Concepts Introduced or Used
clonal-evolution, driver-mutation, passenger-mutation, chromothripsis, kataegis, chromoplexy, whole-genome-duplication, mutational-signature, APOBEC-mutagenesis, telomere-maintenance, alternative-lengthening-of-telomeres, retrotransposition, germline-variant, structural-variant, copy-number-alteration, subclonal-architecture, intratumor-heterogeneity, molecular-clock, biallelic-inactivation, rank-and-cut, templated-insertion, non-coding-driver, TERT-promoter, Plinian, Strombolian
Entities Referenced
- PCAWG Consortium, ICGC, TCGA
- 38 tumour types including glioblastoma, medulloblastoma, melanoma (acral/cutaneous/mucosal), breast adenocarcinoma, ovarian adenocarcinoma, colorectal adenocarcinoma, lung SCC, lung adenocarcinoma, prostate adenocarcinoma, pancreatic adenocarcinoma, pancreatic neuroendocrine, chromophobe RCC, clear cell RCC, papillary RCC, hepatocellular carcinoma, B cell lymphoma, CLL, thyroid adenocarcinoma, sarcoma (liposarcoma, leiomyosarcoma, osteosarcoma), bladder TCC, stomach adenocarcinoma, head and neck SCC, cervical SCC and adenocarcinoma, etc.
- Genes: TP53, CDKN2A, ARID1A, KRAS, PTEN, TERT, CDKN2B, SMAD4, PIK3CA, RB1, BRAF, CTNNB1, ERG, MYC, NF1, CCNE1, VHL, KMT2D, APC, PBRM1, MCL1, CCND1, MAP2K4, CREBBP, ATM, SETD2, ATRX, DAXX, SOX2, EGFR, MDM2, CDK4, ERBB2, BRCA1, BRCA2, MBD4, APOBEC3A, APOBEC3B, LINE-1
- Methods: Whole-genome sequencing (mean 38–60×), RNA-sequencing, cloud computing (13 data centres), Docker containers, rank-and-cut driver identification, molecular clock timing, GWAS, rare-variant association, t-SNE clustering
- Software: Dockstore, ICGC Data Portal, UCSC Xena, Expression Atlas, PCAWG Scout, Chromothripsis Explorer, PLINK
Limitations
- Driver identification depends on current knowledge; ~5% of tumours had no identified drivers, and non-coding driver discovery remains incomplete. The rank-and-cut approach relies on estimated functional consequence, which will improve with better annotations.
- Bulk sequencing predominates; subclonal architecture below detection limits is not captured. Single-time-point sampling limits longitudinal inference.
- Indel calling sensitivity (60%) is substantially lower than SNV sensitivity (95%), and low-VAF variants (likely subclonal) remain challenging.
- The GWAS and rare-variant analyses were restricted to individuals of inferred European or East Asian ancestry due to sample sizes in other populations.

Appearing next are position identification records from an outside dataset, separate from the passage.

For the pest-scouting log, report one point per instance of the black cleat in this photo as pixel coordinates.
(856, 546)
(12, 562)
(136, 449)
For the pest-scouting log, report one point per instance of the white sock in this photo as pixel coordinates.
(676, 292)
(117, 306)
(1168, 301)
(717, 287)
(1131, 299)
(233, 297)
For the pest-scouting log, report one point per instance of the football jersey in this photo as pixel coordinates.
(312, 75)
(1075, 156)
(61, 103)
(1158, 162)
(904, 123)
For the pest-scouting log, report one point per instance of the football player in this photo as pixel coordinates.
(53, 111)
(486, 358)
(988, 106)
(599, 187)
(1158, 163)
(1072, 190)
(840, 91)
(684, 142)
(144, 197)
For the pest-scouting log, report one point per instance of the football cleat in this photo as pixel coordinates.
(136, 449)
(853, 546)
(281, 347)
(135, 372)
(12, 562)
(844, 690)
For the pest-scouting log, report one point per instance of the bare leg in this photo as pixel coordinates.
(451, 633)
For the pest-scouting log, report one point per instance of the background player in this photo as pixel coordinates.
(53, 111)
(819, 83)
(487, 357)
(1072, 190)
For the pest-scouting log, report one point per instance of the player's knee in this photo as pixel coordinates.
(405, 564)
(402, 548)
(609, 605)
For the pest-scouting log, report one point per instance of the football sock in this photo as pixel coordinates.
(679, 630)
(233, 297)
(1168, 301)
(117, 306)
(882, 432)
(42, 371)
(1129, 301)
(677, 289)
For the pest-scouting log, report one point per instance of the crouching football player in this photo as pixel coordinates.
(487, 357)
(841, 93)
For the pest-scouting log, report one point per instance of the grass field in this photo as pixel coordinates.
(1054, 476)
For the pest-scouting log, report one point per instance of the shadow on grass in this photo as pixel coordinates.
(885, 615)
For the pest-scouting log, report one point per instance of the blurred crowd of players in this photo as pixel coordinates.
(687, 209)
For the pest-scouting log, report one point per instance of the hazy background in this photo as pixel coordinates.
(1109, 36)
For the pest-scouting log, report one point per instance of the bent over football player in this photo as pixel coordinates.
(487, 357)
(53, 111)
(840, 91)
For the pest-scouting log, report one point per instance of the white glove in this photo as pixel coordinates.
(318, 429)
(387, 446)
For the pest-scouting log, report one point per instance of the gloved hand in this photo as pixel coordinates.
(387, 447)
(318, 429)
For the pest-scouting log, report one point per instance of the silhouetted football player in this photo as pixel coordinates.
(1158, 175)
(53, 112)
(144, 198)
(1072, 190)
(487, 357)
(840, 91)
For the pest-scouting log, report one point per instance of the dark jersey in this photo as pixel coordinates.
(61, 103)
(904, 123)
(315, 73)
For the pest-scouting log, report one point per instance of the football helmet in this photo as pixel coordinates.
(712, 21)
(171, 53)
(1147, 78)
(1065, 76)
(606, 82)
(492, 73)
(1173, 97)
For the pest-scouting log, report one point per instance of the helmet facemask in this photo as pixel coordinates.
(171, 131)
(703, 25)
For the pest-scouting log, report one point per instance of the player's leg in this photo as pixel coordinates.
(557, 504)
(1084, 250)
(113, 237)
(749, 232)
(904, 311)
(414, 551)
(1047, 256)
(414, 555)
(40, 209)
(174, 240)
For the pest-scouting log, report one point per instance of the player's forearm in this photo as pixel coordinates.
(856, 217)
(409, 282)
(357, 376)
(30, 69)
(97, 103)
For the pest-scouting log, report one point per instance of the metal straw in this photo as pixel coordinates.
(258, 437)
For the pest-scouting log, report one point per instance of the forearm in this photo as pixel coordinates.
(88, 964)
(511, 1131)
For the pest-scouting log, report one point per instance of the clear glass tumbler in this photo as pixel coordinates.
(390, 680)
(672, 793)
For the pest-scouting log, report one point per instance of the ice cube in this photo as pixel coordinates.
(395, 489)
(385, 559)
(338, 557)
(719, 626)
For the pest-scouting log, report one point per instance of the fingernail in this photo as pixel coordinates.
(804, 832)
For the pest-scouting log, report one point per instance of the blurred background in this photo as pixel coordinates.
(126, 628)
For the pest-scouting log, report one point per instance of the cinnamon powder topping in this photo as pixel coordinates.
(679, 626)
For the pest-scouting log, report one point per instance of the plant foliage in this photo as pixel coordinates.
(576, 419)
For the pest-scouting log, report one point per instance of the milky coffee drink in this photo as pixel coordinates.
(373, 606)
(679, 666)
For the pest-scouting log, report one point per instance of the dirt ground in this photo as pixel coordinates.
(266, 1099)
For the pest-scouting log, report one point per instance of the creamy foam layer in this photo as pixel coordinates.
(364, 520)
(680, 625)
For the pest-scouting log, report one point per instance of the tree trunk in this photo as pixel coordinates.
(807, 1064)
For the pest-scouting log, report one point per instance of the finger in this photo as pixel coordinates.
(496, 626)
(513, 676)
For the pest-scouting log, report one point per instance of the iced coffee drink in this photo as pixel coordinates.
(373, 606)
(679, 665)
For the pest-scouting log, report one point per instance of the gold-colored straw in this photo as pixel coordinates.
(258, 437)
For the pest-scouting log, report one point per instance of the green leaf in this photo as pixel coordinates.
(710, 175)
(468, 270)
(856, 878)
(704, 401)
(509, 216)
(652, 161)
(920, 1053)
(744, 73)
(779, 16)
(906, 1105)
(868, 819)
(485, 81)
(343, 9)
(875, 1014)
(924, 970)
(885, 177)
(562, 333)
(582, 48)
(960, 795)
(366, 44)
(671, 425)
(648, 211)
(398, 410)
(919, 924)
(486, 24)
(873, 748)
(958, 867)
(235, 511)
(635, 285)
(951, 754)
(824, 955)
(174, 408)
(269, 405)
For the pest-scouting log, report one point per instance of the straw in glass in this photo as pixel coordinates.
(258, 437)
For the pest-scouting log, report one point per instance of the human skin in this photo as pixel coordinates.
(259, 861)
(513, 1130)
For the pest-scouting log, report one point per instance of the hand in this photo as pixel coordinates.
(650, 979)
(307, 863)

- Telomere features were measured in bulk tumour tissue, potentially masking subclonal variation in telomere maintenance mechanisms.
- The companion papers contain deeper analyses of non-coding drivers, mutational signatures, structural variation, tumour evolution, and transcriptomic effects — this flagship paper provides the resource overview rather than exhaustive treatment of each topic.
Relevance to Clonal Evolution
This is the flagship paper of the largest cancer whole-genome sequencing project to date, providing the definitive genomic resource for clonal evolution research. It explicitly frames cancer within a Darwinian evolutionary system — heritable variation (mutations), differential fitness (driver vs passenger), and competition for survival within the somatic cell population. The finding that chromothripsis is predominantly an early, clonal event has direct implications for phylogenetic reconstruction and evolutionary timing. The diversity of driver types across cancer types (SV-driven vs point-mutation-driven) reveals that the mode of clonal evolution varies by tissue context. The germline findings — that inherited variants shape the somatic mutational landscape — add a layer of host genetic constraint on the evolutionary substrate available to tumours. This paper’s companion publication on evolutionary history (Gerstung et al. 2020, also in the vault) provides the detailed temporal analysis; this flagship paper provides the resource and the foundational genomic catalogue.